Une fréquentation en hausse
Question chiffres, la fréquentation des cinémas suisses est pourtant repartie à la hausse en 2021. S’il y a un an, on parlait d’une perte de 70% du chiffre d’affaires des exploitants, depuis la réouverture des salles au mois de juin 2020, les choses se sont sensiblement améliorées. «Si l’on tient compte de la période d’avril à décembre 2021, par rapport à celle de 2020, continue Laurent Dutoit, on est à +26% de fréquentation. Et même +48% en Suisse romande. Par contre, on perd 37% par rapport à la moyenne des 5 années qui précédaient l’arrivée du COVID-19. C’est conséquent mais pas si catastrophique si on tient compte de toutes les personnes qui n’ont plus accès au cinéma à cause de la règle des 2G, et toutes celles qui ont encore peur de se retrouver au milieu du public. Donc je trouve finalement assez positif. On enregistre d’ailleurs actuellement de beaux résultats avec le film «La panthère des neiges». Après, il y a malheureusement une vraie polarisation: si certains titres s’en sortent très bien, pour d’autres – plus particulièrement le cinéma d’auteur –, c’est l’hécatombe avec des titres qui n’enregistrent même pas la moitié de ce qu’ils auraient pu faire avant la pandémie».

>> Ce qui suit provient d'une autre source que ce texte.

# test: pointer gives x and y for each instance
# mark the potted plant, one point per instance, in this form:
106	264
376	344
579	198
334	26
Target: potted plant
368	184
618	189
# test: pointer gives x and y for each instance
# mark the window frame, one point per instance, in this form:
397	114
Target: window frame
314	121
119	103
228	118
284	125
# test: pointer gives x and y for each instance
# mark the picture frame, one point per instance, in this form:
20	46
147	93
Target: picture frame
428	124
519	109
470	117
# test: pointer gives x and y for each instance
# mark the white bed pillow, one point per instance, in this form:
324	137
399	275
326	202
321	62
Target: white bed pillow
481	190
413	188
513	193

Le constat est le même pour Meryl Moser qui salue une belle fréquentation durant ces fêtes: «Spider-Man: No Way Home» attire un monde fou, nous explique-t-elle. «House of Gucci» a aussi très bien marché, même si nous aurions eu plus de monde sans le passe-sanitaire. Pendant les fêtes, les salles de cinéma sont généralement bien fréquentées. Janvier va être plus difficile, car la période est en principe beaucoup plus calme. Cela varie aussi selon les régions. Avant les fêtes, notre cinéma d’Aigle, généralement plus porteur, accusait une baisse de fréquentation plus importante que dans les autres salles. J’ai l’impression que plus on se rapproche du Valais, plus le public se montre frileux. Même au niveau du port du masque, les gens le gardent religieusement sur le nez à Aigle alors qu’à Vevey, il nous faut souvent rappeler les spectateurs à l’ordre».

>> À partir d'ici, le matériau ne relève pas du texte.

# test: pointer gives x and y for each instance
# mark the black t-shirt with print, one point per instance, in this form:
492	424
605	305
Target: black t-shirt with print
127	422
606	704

Des Escape Room pour se réinventer
Alors doit-on s’attendre maintenant à d’autres défections de dernière minute sur l’agenda des sorties? Des superproductions hollywoodiennes comme «Uncharted» (prévu le 16 février), adaptation du célèbre jeu vidéo, ou le nouveau «Batman» (le 2 mars), avec Robert Pattinson, pourraient en effet avoir envie de suivre l’exemple de «Morbius». En France, un film attendu comme «Super-héros malgré lui» (le 9 février), de et avec Philippe Lacheau, ou «Les jeunes amants» (le 2 février), avec Fanny Ardant et Melvil Poupaud, visant lui aussi un public plutôt senior, seraient susceptibles de revoir leur planning… Et ainsi créer une nouvelle pénurie de films. «Le problème est toujours le même, poursuit Laurent Dutoit: on est dépendant de la France et des Etats-Unis. Si leurs salles ferment à nouveau, même si les nôtres restent ouvertes, ou si les distributeurs continuent à chambouler leur agenda, on va à nouveau se retrouver avec des films que l’on ne peut pas sortir».
En attendant, Meryl Moser n’en a pas hésité à réinventer la gestion de ses salles: «Je suis d’habitude plutôt optimiste mais là je pense que nous en avons encore pour un an ou deux à ce rythme. Malgré tout, cette crise nous a au moins permis de nous diversifier. A Vevey, au Rex, nous avons fermé une salle pour créer deux Escape Room. Une sur le thème de Harry Potter et l’autre sur The Shining. Et les gens adorent. Ça marche du tonnerre et ça nous permet de rester dans l’univers du cinéma. Nous en avons d’ailleurs d’autres en projet et nous allons continuer à explorer des pistes complémentaires pour nos salles. Un des bons moyens pour attirer le public aujourd’hui».